What floor would you recommend at AKL Kidani? We have a savannah view.
I'm thinking we would want to be closer to the animals rather than being higher up and seeing more.


----------



## 6scoops (Feb 19, 2014)

*lobby level*

Since you have a savanna view, I would ask for lobby level, near community hall or lobby.  I looooove this resort, you really can't go wrong no matter where your room ends up being assigned.  

That said, I did notice more of a constant stream of animals around the lobby rather than at the far ends.  On one of my early stays I was on a higher floor and sometimes the trees can block the view of animal in the distance.  

Have a great time!


----------



## schiff1997 (Feb 19, 2014)

We have an upcoming Savannah view.  Would I request a room near lobby to see the giraffes off our balcony?   I do understand that it is only a request.


----------



## vacationhopeful (Feb 19, 2014)

I have had several views over the years... lobby level and above. Mostly, I have seen the LARGE animals. Took 12yo  nephew, we got the warthogs (small with some walking birds). I thought, great - I showed him pictures and they all had the big critters. I come with him and we get the dig in the dirt rodents.

He loved the unusual - could see the other animals off the lobby - would get up in the middle of the night and sit on the balcony to watch "his animals dig around". Plus, he could see Mt Everest's snow ...


----------



## 6scoops (Feb 19, 2014)

schiff1997 said:


> We have an upcoming Savannah view.  Would I request a room near lobby to see the giraffes off our balcony?   I do understand that it is only a request.



The only place the giraffes do not go is the Pembe Savanna.  You will see giraffes anywhere on the Sunset Savanna.  It can't hurt to request near the lobby, and a certain floor, besides the great view I find it convenient to the pool, community hall, and the buses. DVC does a great job of trying to honor requests even though they do not guarantee it.   

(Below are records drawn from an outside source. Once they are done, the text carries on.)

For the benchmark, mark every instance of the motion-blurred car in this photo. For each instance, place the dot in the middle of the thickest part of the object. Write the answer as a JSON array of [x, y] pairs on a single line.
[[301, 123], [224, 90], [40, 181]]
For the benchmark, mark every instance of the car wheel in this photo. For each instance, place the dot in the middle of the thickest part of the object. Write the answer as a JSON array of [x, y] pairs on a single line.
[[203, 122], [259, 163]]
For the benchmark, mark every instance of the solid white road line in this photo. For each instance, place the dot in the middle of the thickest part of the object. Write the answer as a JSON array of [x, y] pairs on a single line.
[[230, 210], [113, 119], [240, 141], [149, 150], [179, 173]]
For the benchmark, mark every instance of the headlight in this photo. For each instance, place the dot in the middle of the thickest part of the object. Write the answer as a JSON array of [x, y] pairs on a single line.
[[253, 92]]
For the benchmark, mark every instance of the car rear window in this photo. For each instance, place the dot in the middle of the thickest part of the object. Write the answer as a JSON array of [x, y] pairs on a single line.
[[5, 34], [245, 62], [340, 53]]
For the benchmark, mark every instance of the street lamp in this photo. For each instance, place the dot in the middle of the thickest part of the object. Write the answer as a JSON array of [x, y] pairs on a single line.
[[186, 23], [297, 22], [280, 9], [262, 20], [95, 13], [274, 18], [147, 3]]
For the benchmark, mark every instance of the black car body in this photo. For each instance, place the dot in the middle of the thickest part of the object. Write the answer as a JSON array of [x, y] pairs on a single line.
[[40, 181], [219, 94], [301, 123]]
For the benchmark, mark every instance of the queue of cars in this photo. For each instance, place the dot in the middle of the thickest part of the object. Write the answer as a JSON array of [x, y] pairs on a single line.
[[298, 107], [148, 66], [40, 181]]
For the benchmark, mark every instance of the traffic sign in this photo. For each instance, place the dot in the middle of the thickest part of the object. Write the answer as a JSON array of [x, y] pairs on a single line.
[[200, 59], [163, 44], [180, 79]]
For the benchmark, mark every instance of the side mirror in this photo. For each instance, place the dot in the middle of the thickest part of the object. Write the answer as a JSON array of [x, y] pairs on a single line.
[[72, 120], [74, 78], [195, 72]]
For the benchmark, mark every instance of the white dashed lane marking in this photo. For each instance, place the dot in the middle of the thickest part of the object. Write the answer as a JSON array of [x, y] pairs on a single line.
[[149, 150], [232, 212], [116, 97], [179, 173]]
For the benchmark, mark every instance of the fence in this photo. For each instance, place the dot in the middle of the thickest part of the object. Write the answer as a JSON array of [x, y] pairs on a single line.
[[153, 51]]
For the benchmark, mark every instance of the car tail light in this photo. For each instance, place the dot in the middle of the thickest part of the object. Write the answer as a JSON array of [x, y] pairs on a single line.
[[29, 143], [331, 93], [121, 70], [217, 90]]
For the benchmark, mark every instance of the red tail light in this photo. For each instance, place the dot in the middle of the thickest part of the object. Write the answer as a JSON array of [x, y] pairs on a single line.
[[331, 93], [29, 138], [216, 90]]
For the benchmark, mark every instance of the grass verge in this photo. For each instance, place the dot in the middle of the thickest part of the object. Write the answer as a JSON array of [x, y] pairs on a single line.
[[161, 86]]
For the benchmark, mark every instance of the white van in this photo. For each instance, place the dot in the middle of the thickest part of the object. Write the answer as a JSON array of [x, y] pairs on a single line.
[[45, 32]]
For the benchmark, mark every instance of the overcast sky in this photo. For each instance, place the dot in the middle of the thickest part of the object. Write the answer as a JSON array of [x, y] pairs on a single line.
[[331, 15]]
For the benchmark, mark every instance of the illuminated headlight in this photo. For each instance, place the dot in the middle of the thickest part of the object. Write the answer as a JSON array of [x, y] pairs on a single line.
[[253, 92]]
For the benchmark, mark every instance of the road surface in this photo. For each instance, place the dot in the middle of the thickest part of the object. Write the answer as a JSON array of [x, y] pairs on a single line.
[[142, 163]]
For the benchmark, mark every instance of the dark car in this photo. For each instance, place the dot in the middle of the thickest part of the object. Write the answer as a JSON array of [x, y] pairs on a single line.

I agree with Linda regarding the more unique smaller animals on the Pembe Savanna, they are fun to watch.  I believe it is a red river hog or warthog, but I could be wrong.  The view that way is really nice.


----------



## huchowsj (Feb 21, 2014)

*Lobby Level*

Well I joined this site to let you know, my family and I just got back from Disney on the 17th and spent 6 nights at Animal Kingdom Kidani.  If your going with a one bedroom, we had lobby level room 7674, it was a quarter mile walk to the lobby (helps to burn off the buffets) but the room was beautiful and we always had animals in the morning everyday and most of the day from zebras to giraffes plus lots of birds.  

Enjoy your trip.


----------